The current issue of Science magazine contains a review of Failed Evidence: Why Law Enforcement Resists Science (NYU Press, 2012).  Here is a brief excerpt from the review:

Although science has long been recognized as our most reliable pathway to truth, people are sometimes reluctant to accept scientific evidence, particularly when it challenges established practices or cherished beliefs. In Failed Evidence: Why Law Enforcement Resists Science, David A. Harris accuses police and prosecutors of unwarranted skepticism toward science and tries to explain their perspective. His provocative book will interest those concerned broadly with rejection of science as well as those interested in the U.S. criminal justice system.

Science is published by the American Association for the Advancement of Science.

An article titled “Lawyers, Saying DNA Cleared Inmate, Pursue Access to Data” tells the story of the case of Joseph Buffey, a man imprisoned in West Virginia for 70 years for rape.  And Buffey’s story tells us something disturbing: control of DNA evidence in most states is in the hands of law enforcement.  Unfortunately, this can block defense efforts to get at the truth.

Buffey’s case features something common to more than a quarter of DNA exonerations: he confessed, and later entered a guilty plea and apologized, at the urging of his lawyer.    But Buffey then recanted his confession and maintained his innocence.  Years later, defense lawyers got the physical evidence tested, and the DNA did not belong to Mr. Buffey.

Defense lawyers then asked the state to run the sample against the state’s DNA database (known as CODIS, which stands for Combined DNA Index System).  The idea, of course, was that the DNA might have come from a person whose DNA was already in the database.

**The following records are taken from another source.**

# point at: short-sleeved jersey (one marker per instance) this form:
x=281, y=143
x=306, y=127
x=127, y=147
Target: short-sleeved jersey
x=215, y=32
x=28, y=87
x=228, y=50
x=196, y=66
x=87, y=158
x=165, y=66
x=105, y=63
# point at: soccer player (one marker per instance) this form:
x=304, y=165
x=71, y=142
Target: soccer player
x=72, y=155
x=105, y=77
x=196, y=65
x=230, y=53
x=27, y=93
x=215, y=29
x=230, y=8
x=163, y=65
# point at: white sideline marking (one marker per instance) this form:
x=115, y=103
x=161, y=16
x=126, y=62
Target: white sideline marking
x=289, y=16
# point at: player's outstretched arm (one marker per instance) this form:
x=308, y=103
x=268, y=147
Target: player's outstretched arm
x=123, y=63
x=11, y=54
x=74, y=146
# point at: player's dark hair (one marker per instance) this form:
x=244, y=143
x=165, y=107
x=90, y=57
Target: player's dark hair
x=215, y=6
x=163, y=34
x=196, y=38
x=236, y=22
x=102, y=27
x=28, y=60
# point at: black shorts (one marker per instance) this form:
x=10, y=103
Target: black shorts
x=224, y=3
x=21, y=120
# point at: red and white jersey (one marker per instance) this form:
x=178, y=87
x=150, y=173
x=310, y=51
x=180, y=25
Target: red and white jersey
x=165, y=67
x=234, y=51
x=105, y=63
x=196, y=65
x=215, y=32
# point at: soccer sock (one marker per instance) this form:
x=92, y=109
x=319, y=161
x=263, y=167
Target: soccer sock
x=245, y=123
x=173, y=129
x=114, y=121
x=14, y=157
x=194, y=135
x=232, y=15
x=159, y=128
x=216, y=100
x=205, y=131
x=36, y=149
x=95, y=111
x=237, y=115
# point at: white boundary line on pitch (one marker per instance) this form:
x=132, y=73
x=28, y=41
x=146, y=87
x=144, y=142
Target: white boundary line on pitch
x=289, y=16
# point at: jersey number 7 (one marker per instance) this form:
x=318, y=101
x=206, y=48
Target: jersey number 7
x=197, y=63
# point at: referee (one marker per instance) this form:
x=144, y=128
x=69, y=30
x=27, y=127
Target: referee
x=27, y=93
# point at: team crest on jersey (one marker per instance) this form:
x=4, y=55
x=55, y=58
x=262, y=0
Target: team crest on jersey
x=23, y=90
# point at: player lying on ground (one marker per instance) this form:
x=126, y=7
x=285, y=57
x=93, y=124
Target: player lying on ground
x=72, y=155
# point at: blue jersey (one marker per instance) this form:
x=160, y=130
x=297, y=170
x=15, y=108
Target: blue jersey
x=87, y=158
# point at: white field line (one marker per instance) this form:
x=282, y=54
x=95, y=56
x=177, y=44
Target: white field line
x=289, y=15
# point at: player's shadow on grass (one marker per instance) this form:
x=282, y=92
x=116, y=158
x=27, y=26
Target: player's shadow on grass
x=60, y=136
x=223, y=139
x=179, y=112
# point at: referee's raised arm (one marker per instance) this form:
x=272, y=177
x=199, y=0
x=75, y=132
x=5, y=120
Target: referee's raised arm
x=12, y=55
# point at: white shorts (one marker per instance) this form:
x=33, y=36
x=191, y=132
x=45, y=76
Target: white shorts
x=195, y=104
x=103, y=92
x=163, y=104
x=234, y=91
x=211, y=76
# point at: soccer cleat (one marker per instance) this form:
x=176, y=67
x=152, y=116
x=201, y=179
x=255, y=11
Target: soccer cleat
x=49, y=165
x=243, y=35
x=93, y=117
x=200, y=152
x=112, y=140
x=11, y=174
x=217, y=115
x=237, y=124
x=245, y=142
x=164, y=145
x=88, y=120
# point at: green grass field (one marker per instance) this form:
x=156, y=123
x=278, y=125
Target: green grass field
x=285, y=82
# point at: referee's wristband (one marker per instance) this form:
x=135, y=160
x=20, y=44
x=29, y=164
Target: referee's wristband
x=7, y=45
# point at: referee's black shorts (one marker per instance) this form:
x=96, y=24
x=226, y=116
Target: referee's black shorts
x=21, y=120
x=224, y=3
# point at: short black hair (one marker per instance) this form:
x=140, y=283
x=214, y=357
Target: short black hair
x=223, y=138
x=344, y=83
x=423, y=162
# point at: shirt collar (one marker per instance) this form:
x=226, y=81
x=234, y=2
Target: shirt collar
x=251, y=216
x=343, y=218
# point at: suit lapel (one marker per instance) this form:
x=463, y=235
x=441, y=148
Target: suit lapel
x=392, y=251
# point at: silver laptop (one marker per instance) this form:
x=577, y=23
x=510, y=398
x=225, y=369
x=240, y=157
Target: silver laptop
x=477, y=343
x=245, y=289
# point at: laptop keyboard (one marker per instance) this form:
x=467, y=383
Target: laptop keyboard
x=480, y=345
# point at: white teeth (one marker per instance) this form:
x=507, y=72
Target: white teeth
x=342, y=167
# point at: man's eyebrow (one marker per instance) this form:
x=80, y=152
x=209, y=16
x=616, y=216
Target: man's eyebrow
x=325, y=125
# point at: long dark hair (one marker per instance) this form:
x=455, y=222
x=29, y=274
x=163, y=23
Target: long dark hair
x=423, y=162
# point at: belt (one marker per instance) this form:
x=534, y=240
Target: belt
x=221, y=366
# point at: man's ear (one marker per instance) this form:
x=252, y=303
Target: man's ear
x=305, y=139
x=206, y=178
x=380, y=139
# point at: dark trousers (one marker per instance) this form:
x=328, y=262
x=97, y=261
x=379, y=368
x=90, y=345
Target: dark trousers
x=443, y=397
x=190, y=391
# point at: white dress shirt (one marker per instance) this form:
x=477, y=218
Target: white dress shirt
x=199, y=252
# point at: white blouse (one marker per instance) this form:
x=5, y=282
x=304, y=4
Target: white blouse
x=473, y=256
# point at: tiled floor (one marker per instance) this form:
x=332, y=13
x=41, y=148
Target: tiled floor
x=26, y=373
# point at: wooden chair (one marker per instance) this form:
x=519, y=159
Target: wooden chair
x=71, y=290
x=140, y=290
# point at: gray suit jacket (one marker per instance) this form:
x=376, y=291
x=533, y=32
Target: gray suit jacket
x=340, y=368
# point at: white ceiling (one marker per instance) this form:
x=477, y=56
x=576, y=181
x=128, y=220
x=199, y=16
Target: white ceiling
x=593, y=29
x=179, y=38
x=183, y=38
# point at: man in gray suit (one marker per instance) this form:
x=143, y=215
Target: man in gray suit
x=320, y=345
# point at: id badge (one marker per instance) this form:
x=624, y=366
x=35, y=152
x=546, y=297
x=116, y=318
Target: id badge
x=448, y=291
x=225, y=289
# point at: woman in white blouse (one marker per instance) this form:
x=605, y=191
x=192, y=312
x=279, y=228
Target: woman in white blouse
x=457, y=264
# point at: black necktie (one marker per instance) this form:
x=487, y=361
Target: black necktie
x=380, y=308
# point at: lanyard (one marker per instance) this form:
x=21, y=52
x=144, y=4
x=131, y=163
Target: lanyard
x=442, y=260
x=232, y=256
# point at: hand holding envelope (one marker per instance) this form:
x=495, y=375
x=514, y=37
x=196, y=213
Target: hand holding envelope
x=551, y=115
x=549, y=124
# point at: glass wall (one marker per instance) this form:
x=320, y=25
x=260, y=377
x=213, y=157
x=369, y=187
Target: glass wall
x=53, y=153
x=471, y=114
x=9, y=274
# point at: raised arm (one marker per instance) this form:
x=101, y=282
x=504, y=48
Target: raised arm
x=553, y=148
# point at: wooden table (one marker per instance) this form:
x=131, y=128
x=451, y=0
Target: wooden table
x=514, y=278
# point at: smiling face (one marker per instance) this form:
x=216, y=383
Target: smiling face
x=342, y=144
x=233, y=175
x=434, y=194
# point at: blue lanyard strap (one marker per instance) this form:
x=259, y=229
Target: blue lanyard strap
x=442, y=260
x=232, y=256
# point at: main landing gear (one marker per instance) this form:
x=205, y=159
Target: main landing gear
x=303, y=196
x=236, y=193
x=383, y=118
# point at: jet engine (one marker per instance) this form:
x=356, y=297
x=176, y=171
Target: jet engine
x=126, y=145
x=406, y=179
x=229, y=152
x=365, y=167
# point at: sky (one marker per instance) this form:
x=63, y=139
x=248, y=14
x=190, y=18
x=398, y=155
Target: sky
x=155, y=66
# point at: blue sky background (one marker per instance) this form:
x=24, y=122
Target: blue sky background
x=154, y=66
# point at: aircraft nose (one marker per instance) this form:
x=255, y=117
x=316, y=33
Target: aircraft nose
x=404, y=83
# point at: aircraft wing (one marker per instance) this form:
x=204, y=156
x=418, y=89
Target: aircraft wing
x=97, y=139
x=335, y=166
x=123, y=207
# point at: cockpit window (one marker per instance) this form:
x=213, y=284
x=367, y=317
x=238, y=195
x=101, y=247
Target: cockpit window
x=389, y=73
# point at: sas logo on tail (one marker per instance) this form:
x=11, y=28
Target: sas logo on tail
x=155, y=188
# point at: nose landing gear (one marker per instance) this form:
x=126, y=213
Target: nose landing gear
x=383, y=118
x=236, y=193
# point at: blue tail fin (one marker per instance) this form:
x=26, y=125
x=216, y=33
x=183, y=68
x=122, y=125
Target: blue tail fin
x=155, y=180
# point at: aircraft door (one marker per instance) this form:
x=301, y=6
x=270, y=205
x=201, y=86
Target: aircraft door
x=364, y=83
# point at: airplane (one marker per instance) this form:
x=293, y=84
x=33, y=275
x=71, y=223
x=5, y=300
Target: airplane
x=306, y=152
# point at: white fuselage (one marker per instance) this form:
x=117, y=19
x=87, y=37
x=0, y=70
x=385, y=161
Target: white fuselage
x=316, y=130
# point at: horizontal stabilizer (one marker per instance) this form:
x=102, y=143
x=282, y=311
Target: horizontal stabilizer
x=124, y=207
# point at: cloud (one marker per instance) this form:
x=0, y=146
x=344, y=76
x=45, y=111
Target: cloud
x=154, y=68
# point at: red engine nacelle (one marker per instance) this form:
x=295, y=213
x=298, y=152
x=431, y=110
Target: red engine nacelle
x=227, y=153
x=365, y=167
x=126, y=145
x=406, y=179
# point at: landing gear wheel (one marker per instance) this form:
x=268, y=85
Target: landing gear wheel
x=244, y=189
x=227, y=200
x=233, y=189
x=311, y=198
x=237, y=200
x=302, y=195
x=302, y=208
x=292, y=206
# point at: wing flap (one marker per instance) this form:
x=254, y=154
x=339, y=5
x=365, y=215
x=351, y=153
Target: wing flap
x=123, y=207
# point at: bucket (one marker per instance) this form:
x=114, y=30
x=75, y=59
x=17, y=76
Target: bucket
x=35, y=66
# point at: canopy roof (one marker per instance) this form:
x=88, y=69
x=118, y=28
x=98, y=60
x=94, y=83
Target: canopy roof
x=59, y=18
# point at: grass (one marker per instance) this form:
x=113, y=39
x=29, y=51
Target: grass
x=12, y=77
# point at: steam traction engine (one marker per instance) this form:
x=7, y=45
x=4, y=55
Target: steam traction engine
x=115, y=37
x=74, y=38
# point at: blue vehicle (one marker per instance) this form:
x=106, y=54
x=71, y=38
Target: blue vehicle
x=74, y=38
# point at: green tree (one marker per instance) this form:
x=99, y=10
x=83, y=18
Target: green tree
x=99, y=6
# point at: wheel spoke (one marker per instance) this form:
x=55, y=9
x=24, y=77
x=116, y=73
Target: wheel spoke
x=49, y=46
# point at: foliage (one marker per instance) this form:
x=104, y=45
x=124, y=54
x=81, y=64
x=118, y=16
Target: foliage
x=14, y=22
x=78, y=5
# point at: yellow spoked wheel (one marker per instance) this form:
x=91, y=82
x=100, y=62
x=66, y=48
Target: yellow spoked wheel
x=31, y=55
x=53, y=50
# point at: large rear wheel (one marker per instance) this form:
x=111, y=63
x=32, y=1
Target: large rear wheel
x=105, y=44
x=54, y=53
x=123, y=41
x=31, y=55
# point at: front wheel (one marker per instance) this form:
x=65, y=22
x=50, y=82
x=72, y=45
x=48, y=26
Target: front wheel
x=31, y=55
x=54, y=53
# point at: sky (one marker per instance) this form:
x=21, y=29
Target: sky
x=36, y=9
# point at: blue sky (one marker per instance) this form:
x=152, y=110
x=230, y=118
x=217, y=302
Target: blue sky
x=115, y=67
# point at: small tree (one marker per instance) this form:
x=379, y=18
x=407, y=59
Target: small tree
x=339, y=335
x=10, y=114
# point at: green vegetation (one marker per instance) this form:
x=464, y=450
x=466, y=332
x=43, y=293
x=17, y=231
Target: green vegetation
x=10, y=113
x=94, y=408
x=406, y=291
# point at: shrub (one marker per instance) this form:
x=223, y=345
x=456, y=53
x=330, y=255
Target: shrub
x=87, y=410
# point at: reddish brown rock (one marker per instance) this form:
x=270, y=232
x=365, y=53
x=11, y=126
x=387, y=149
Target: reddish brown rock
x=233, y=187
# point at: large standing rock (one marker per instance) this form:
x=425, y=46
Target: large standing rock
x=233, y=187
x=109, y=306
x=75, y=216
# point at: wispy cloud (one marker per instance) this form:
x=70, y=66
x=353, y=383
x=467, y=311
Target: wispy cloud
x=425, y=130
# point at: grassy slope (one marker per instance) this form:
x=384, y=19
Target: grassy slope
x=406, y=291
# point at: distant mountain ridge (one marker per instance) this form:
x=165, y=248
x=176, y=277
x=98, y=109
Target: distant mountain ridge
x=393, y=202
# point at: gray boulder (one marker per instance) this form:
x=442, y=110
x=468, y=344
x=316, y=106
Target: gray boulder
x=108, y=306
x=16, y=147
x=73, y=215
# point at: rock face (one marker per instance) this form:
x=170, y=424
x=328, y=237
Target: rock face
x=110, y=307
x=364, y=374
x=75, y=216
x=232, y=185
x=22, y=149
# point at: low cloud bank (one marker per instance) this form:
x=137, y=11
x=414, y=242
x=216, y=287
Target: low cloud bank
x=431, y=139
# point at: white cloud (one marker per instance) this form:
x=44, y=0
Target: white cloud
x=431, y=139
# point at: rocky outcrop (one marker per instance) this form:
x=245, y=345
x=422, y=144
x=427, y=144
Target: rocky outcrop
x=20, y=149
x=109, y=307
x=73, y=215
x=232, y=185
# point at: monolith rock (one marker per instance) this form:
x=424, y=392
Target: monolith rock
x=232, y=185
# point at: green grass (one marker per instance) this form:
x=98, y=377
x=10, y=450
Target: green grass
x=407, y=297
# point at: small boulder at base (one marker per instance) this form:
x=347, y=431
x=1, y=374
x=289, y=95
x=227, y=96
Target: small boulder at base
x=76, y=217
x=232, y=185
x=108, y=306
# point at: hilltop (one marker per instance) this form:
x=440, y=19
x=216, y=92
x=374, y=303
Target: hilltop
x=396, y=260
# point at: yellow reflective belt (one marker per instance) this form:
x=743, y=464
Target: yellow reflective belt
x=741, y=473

The state of West Virginia’s reaction: no thanks.  According to the article, the authorities in West Virginia said that “the state does not believe such testing will or can prove the defendant’s innocence after his guilty plea.”  West Virginia is one of the other thirty-one that do not give a defendant the right to have the sample run through the DNA database.

After 18 months of legal wrangling, West Virginia agreed to the test.  The result: the DNA belongs to a man incarcerated in another state prison with a history of assaulting women.

Naturally, Buffey’s lawyers are now working to get him out of prison.  But the more important thing to notice is that in West Virginia, as in most other states, DNA databases, constructed at great public expense, remain in control of one party to criminal cases: the prosecution.  They, and they alone, decide whether testing will be done, and under what circumstances.  And while we can certainly hope that requests to run DNA through the database will be granted, it can also be withheld when the state simply decides that this is not in its interest.

But the article contains something I had not seen before.  Scott Burns, executive director of the National District Attorneys Association is quoted as saying that he sees the failure to run DNA samples through CODIS as a problem that must be solved.

We, as law enforcement and prosecutors, are obligated to seek the truth and follow the evidence, and DNA should be entered into Codis,” said Burns.  “It seems like there should be laws for it, and I agree that the defense should be given the information.

Hats off to Mr. Burns and the NDAA if this is their official position.  (I say “if” because they have not always been open to such changes.)  In the next few days, I will attempt to confirm that the impression given by the story — that the organization would join in an effort to assure that DNA in a case like Buffey’s should be run — is correct.